Sunday, January 24, 2010

HRW: Kurdistan fails to combat female circumcision


24-01-2010


London - The recent 20th annual World Report of Human Rights Watch criticizes the Kurdistan Regional Government (KRG) for failing to combat the practice of female genital mutilation.

Female genital mutilation (FGM) is practiced in Iraqi Kurdistan; reportedly 60 percent of Kurdish women have undergone this procedure. But the Kurdish government says the figures are exaggerated.

HRW says girls and women receive conflicting and inaccurate messages from public officials on its consequences. The Kurdistan parliament in 2008 passed a draft law outlawing FGM, but the ministerial decree necessary to implement it, expected in February 2009, was inexplicably cancelled, says the human rights organization.

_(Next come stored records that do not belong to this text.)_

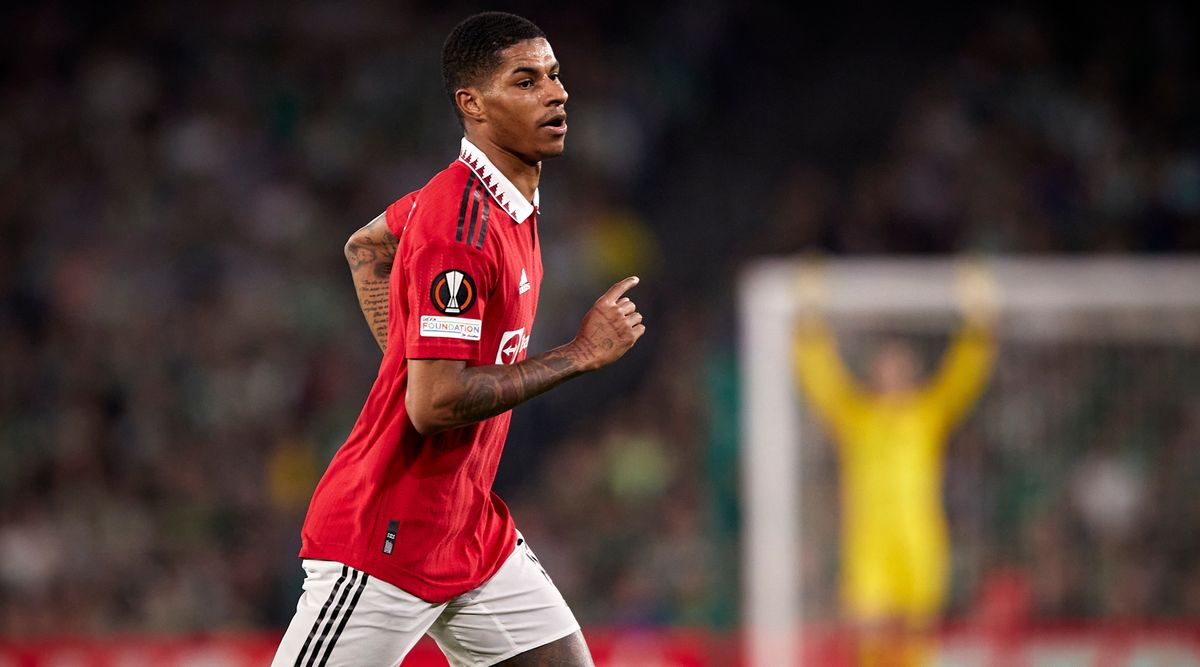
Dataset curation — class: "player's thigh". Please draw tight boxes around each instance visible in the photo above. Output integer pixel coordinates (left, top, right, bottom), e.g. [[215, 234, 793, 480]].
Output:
[[841, 545, 906, 623], [430, 539, 592, 667], [271, 560, 445, 667], [497, 631, 594, 667]]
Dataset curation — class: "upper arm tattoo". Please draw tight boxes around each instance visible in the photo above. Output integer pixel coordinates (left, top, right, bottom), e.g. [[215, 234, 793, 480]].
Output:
[[346, 221, 400, 351]]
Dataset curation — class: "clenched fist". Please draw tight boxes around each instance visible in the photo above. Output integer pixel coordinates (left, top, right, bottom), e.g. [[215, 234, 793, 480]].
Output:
[[570, 276, 646, 371]]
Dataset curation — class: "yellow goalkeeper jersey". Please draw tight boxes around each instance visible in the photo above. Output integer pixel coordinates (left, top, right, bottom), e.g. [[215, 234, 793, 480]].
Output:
[[796, 323, 992, 619]]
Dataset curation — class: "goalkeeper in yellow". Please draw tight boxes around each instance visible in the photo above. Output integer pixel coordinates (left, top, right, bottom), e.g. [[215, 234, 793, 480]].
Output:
[[794, 269, 994, 667]]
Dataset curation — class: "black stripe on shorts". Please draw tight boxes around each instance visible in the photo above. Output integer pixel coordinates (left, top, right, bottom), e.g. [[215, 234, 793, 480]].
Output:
[[320, 572, 367, 667], [305, 569, 366, 667], [295, 565, 350, 667]]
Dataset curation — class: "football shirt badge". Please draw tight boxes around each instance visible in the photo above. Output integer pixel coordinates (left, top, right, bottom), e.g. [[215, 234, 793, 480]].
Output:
[[430, 269, 475, 316]]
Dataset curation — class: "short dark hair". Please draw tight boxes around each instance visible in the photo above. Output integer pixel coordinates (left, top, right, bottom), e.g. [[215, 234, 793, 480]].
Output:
[[442, 12, 546, 119]]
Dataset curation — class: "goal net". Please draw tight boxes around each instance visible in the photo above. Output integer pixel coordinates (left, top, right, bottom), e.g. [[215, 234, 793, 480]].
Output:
[[738, 257, 1200, 667]]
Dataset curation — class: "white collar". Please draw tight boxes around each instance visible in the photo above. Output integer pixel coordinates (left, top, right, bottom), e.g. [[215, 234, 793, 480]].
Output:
[[458, 137, 540, 224]]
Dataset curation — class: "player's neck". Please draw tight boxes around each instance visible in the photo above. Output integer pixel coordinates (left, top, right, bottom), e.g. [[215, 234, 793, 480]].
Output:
[[467, 137, 541, 202]]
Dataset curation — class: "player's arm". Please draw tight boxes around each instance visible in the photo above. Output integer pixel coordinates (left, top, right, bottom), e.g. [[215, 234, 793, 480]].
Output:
[[792, 263, 863, 425], [346, 214, 397, 351], [929, 257, 997, 425], [404, 277, 646, 435]]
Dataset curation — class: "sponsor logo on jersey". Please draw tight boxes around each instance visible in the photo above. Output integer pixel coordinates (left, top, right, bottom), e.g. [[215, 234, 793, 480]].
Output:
[[430, 269, 476, 316], [421, 316, 484, 341], [496, 326, 529, 363]]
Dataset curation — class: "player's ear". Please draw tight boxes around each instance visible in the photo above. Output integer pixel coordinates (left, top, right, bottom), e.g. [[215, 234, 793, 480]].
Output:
[[454, 86, 484, 122]]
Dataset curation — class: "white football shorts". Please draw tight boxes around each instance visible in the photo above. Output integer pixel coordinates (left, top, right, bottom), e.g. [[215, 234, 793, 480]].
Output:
[[271, 535, 580, 667]]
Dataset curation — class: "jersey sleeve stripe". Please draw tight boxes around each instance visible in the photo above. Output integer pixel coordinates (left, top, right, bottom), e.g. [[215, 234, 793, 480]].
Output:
[[454, 172, 475, 241], [467, 182, 485, 246], [475, 197, 492, 250]]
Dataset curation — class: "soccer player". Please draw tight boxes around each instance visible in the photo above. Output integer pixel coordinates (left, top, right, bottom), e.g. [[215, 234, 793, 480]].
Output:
[[796, 269, 994, 667], [274, 12, 646, 667]]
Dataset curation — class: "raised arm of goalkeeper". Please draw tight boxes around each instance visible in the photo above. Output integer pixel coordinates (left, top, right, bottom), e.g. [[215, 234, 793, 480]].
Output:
[[924, 264, 996, 428]]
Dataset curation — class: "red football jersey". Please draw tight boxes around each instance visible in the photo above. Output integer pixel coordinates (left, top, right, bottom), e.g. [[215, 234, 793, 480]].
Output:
[[300, 139, 542, 602]]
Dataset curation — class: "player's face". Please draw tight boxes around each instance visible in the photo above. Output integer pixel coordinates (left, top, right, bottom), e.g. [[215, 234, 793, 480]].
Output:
[[484, 38, 566, 163], [871, 339, 918, 393]]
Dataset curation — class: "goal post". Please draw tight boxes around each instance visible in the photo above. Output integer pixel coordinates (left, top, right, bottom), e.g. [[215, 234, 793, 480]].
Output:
[[737, 257, 1200, 667]]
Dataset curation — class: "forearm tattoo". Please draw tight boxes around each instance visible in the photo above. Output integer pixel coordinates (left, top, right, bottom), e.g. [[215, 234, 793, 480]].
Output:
[[451, 345, 583, 423], [346, 230, 397, 351]]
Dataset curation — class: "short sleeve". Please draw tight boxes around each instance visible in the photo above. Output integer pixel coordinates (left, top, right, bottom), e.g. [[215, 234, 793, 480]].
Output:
[[403, 230, 497, 361], [384, 191, 420, 239]]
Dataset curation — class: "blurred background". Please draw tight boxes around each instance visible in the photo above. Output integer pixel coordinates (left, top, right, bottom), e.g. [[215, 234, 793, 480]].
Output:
[[0, 0, 1200, 665]]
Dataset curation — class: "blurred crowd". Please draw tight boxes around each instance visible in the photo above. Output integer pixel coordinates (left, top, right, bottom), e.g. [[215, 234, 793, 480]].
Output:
[[0, 0, 1200, 637]]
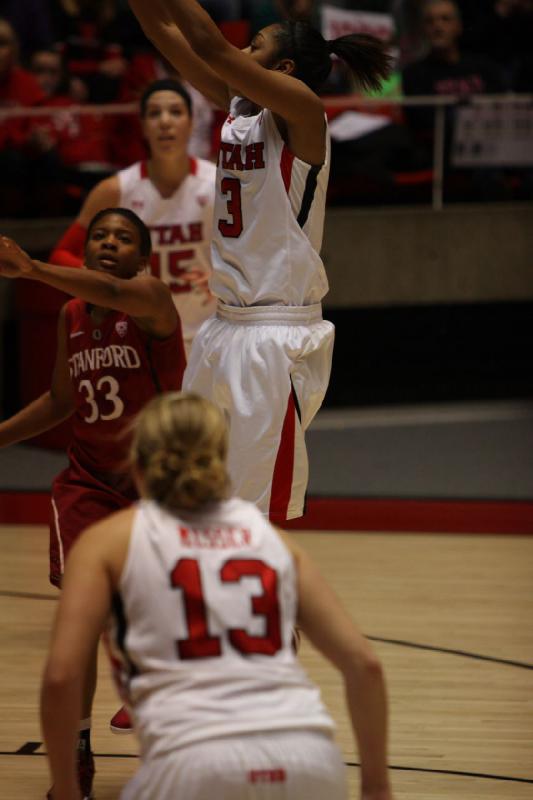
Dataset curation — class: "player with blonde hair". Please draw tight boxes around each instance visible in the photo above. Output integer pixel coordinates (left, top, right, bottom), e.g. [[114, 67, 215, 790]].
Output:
[[41, 393, 392, 800]]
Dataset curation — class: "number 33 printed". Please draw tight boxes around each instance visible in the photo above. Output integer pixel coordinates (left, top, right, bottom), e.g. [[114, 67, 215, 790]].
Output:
[[170, 558, 281, 659]]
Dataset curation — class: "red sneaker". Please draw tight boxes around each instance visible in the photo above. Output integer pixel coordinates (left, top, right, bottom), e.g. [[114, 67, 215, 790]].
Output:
[[109, 706, 133, 733], [46, 750, 95, 800]]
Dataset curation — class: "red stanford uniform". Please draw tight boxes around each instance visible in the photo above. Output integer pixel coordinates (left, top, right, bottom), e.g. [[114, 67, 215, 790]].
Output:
[[50, 300, 185, 586]]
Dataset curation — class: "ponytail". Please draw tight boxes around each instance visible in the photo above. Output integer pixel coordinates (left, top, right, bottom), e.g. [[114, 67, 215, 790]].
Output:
[[276, 20, 392, 92]]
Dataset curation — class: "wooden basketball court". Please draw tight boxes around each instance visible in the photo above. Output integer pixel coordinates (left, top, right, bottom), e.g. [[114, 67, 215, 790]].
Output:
[[0, 526, 533, 800]]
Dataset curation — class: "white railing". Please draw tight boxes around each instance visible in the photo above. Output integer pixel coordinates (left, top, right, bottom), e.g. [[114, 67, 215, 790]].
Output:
[[0, 93, 533, 211]]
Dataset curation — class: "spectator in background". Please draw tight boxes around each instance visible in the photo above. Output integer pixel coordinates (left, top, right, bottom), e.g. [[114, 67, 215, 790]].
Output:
[[402, 0, 505, 192], [50, 79, 216, 360], [0, 0, 53, 61], [30, 49, 120, 213], [464, 0, 533, 83]]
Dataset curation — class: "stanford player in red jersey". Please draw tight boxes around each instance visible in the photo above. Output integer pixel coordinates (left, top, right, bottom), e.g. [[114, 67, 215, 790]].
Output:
[[0, 208, 185, 798]]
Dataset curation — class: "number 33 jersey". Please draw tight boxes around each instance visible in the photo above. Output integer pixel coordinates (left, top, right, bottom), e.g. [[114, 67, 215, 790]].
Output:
[[65, 299, 185, 476], [108, 498, 333, 757], [211, 97, 330, 306]]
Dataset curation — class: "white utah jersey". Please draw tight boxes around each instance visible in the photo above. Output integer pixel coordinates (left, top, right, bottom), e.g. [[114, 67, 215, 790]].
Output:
[[118, 158, 216, 341], [107, 499, 333, 757], [211, 97, 330, 306]]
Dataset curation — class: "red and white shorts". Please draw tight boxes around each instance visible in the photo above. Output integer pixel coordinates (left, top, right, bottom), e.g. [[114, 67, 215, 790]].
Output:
[[183, 303, 334, 522], [50, 457, 138, 586]]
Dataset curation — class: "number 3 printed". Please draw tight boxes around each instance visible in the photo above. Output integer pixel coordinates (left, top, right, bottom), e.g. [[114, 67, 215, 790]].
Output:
[[218, 178, 243, 239], [170, 558, 282, 659]]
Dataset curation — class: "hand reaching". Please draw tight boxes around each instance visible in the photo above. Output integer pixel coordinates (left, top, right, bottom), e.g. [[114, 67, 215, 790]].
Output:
[[0, 236, 33, 278]]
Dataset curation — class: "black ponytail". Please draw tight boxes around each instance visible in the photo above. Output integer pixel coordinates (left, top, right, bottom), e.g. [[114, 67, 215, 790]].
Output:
[[276, 20, 391, 92], [327, 33, 392, 91]]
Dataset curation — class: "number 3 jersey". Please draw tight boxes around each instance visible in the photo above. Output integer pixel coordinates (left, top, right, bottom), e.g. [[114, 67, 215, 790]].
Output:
[[211, 97, 330, 306], [108, 498, 333, 757], [117, 158, 216, 342], [65, 299, 185, 476]]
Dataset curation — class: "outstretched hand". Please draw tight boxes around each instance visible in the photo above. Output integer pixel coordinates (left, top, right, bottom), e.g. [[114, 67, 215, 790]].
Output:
[[0, 236, 33, 278]]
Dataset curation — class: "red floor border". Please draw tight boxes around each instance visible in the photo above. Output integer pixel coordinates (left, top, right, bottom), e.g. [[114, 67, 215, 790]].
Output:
[[284, 497, 533, 535], [0, 492, 533, 535]]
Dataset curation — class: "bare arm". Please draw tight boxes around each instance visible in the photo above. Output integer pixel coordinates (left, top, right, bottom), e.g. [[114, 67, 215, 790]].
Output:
[[0, 236, 178, 338], [151, 0, 326, 164], [284, 536, 392, 800], [77, 175, 120, 228], [130, 0, 229, 110], [41, 510, 132, 800], [49, 175, 120, 267], [0, 308, 74, 447]]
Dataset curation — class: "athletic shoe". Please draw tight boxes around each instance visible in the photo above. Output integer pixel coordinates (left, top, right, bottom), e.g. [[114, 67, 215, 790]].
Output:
[[109, 706, 133, 733], [46, 750, 95, 800]]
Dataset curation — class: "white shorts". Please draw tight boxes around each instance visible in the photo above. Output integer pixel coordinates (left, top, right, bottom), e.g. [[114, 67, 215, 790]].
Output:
[[183, 303, 334, 522], [120, 731, 348, 800]]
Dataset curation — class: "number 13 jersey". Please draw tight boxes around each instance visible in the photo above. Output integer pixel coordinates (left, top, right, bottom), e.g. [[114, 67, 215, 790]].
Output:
[[109, 498, 333, 757], [65, 299, 185, 476], [211, 97, 330, 306]]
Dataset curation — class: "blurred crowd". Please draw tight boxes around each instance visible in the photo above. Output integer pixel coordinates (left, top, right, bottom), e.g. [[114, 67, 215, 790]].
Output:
[[0, 0, 533, 217]]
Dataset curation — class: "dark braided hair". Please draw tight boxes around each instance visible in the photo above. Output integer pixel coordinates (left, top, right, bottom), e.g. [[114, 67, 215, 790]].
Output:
[[85, 208, 152, 258], [275, 20, 391, 92]]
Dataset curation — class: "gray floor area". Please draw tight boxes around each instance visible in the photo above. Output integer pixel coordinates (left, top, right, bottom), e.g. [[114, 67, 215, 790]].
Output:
[[0, 401, 533, 500]]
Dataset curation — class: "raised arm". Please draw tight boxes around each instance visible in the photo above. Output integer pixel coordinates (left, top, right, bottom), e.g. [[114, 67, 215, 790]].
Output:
[[41, 509, 132, 800], [0, 236, 178, 338], [49, 175, 120, 267], [0, 307, 74, 447], [130, 0, 230, 110], [135, 0, 326, 164], [284, 536, 393, 800]]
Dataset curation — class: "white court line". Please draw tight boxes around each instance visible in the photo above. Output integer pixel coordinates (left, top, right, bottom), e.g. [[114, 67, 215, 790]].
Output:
[[310, 400, 533, 431]]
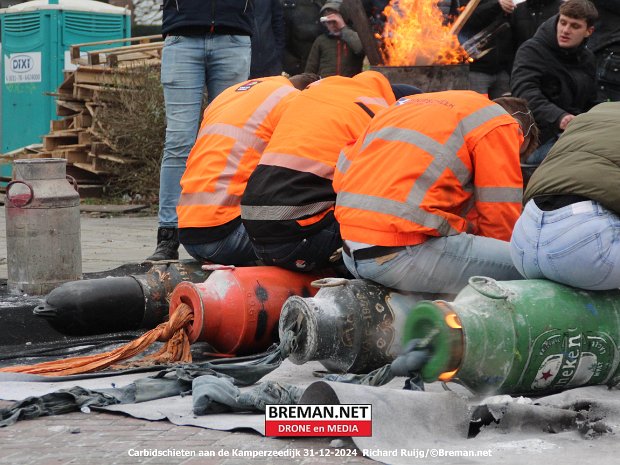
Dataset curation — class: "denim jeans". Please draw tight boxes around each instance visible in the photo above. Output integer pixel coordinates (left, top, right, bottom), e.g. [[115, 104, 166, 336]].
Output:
[[159, 35, 251, 227], [183, 224, 258, 265], [254, 220, 342, 271], [343, 233, 523, 294], [526, 137, 559, 165], [510, 200, 620, 290]]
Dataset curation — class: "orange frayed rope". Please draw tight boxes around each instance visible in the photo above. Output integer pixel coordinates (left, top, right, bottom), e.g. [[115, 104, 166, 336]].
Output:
[[0, 304, 194, 376]]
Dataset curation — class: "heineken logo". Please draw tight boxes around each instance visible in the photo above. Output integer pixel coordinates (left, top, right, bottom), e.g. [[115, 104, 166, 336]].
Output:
[[524, 329, 618, 391]]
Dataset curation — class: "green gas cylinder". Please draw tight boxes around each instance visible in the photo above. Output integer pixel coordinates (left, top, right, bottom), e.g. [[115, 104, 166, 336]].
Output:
[[403, 276, 620, 395]]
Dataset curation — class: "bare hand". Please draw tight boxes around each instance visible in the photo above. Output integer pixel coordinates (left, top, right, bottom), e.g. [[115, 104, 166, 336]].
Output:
[[560, 114, 575, 131], [497, 0, 515, 14]]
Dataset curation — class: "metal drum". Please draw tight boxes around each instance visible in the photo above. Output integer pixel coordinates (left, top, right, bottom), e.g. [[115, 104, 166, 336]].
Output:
[[5, 158, 82, 295]]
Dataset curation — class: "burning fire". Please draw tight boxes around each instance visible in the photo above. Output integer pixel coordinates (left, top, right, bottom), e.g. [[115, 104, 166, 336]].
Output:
[[380, 0, 467, 66]]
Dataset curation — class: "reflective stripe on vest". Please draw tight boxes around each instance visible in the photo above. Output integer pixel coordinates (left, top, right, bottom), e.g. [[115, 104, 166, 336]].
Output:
[[241, 201, 335, 221], [259, 152, 334, 180], [179, 86, 296, 206], [338, 105, 521, 236]]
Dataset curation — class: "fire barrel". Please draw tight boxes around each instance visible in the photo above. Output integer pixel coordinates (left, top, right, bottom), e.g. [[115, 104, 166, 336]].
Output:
[[370, 64, 469, 92], [404, 277, 620, 395], [5, 158, 82, 295]]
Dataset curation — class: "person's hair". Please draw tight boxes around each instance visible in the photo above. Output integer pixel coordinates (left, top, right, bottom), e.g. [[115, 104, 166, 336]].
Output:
[[560, 0, 598, 27], [288, 73, 321, 90], [493, 97, 539, 160]]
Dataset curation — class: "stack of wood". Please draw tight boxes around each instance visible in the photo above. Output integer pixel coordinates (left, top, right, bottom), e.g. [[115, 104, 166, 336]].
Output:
[[32, 36, 163, 193]]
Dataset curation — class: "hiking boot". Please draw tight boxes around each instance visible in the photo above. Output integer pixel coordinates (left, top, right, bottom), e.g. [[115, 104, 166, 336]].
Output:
[[146, 228, 179, 262]]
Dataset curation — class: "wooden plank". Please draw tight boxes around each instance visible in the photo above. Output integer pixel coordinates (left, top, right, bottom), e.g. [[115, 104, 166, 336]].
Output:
[[450, 0, 480, 35], [342, 0, 386, 66], [43, 135, 77, 151], [52, 149, 88, 164], [78, 131, 93, 145], [73, 112, 93, 129], [73, 163, 108, 175]]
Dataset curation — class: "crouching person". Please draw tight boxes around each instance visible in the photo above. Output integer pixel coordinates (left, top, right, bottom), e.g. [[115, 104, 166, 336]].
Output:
[[510, 102, 620, 290], [241, 71, 419, 271], [177, 74, 318, 265], [334, 91, 538, 294]]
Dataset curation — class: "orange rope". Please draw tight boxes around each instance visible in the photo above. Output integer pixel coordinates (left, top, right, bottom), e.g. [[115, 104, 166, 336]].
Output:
[[0, 304, 194, 376]]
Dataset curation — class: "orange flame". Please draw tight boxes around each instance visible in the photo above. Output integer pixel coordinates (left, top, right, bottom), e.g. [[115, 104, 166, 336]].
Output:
[[381, 0, 467, 66]]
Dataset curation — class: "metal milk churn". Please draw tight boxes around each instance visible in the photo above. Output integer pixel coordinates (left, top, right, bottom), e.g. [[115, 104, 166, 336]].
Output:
[[279, 278, 434, 373], [404, 276, 620, 395], [5, 158, 82, 295]]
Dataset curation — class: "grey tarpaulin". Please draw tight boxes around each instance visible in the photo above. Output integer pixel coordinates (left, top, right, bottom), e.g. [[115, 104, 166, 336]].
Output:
[[0, 360, 620, 465]]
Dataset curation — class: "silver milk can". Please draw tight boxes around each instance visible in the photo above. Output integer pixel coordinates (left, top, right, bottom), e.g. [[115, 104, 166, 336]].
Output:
[[5, 158, 82, 295]]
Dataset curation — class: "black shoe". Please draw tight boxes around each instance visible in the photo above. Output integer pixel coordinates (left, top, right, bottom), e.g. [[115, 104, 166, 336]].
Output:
[[146, 228, 179, 262]]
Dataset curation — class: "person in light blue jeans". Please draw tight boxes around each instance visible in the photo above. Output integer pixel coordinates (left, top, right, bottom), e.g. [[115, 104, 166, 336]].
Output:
[[510, 200, 620, 290], [147, 0, 253, 261], [510, 102, 620, 290]]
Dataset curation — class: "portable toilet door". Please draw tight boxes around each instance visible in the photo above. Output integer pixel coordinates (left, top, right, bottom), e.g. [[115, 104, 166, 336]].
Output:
[[0, 0, 131, 152]]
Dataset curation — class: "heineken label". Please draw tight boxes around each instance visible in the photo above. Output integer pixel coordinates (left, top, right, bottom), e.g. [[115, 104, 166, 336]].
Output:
[[519, 329, 619, 391]]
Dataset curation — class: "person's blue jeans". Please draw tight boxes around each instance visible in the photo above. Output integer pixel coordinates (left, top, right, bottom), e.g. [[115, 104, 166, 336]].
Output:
[[183, 224, 258, 265], [343, 233, 523, 294], [510, 200, 620, 290], [253, 220, 342, 271], [159, 35, 251, 228]]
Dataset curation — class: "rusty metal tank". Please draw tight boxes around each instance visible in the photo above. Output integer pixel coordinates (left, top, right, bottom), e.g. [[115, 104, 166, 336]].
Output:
[[5, 158, 82, 295], [370, 64, 469, 92]]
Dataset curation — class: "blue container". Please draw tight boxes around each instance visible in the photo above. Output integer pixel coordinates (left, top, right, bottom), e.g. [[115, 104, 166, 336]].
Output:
[[0, 0, 131, 152]]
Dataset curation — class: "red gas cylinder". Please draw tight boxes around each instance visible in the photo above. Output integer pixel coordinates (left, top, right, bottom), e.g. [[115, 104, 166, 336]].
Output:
[[169, 266, 323, 354]]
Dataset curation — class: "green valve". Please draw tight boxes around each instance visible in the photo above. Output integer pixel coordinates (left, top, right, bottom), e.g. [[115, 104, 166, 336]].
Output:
[[404, 276, 620, 395]]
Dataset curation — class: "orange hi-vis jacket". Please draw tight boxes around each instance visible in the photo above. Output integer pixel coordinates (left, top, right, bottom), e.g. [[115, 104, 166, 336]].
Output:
[[334, 91, 523, 246], [241, 71, 395, 242], [177, 76, 299, 239]]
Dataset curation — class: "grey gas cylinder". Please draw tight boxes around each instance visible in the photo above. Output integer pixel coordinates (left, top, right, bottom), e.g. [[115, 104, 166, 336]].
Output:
[[5, 158, 82, 295], [279, 278, 436, 373]]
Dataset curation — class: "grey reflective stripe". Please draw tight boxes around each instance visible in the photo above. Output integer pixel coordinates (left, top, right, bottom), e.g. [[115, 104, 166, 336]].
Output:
[[336, 192, 458, 232], [336, 150, 351, 174], [355, 96, 389, 107], [241, 201, 334, 221], [476, 187, 523, 203], [179, 190, 241, 207], [259, 152, 334, 180], [179, 86, 296, 206], [337, 101, 519, 232]]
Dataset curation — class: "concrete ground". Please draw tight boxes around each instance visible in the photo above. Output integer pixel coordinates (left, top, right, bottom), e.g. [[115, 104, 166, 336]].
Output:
[[0, 207, 372, 465]]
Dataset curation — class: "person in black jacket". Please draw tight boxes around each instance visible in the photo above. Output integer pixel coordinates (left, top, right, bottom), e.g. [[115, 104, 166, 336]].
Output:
[[250, 0, 284, 79], [147, 0, 254, 261], [511, 0, 598, 164], [588, 0, 620, 102], [459, 0, 514, 99]]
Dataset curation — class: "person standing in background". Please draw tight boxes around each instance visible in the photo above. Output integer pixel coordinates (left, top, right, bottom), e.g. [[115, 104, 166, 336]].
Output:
[[280, 0, 325, 76], [588, 0, 620, 102], [147, 0, 254, 261], [306, 1, 364, 77], [250, 0, 284, 79], [510, 0, 598, 165]]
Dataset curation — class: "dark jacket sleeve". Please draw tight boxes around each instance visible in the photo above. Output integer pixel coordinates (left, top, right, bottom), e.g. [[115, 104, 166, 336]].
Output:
[[510, 41, 567, 128], [271, 0, 286, 56]]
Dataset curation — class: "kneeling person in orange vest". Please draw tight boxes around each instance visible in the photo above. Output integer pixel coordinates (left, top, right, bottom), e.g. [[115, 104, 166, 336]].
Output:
[[241, 71, 420, 271], [334, 91, 538, 293], [177, 74, 319, 265]]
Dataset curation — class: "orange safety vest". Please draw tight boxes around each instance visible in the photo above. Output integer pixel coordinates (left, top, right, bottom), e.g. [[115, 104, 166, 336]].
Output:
[[241, 71, 395, 243], [177, 76, 299, 228], [334, 91, 523, 246]]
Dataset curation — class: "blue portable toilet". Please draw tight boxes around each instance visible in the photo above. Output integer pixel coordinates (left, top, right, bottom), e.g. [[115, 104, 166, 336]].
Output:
[[0, 0, 131, 153]]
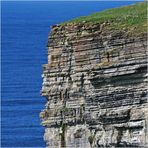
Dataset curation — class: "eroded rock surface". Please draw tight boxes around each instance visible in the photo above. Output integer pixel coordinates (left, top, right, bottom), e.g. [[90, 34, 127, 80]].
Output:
[[40, 24, 148, 148]]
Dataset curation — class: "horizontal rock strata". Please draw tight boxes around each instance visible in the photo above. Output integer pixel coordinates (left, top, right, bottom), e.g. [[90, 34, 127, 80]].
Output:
[[40, 24, 148, 148]]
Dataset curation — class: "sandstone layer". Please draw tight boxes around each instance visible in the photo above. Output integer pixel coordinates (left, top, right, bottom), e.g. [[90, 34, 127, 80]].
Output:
[[40, 23, 148, 148]]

HRW says health providers in Iraqi Kurdistan were involved in both performing and promoting misinformation about the practice of female genital mutilation. As an example, HRW says one physician told patients that “circumcision is nothing; it does not influence life because a woman is sensitive in all her parts.”

Government medical providers routinely told HRW that FGM was uncommon-despite surveys and ‘promoted false information in media campaigns’, says HRW. One woman told HRW that on television “a [government] doctor explained that FGM is normal…. The doctor said, ‘If you do it or not it’s still the same.’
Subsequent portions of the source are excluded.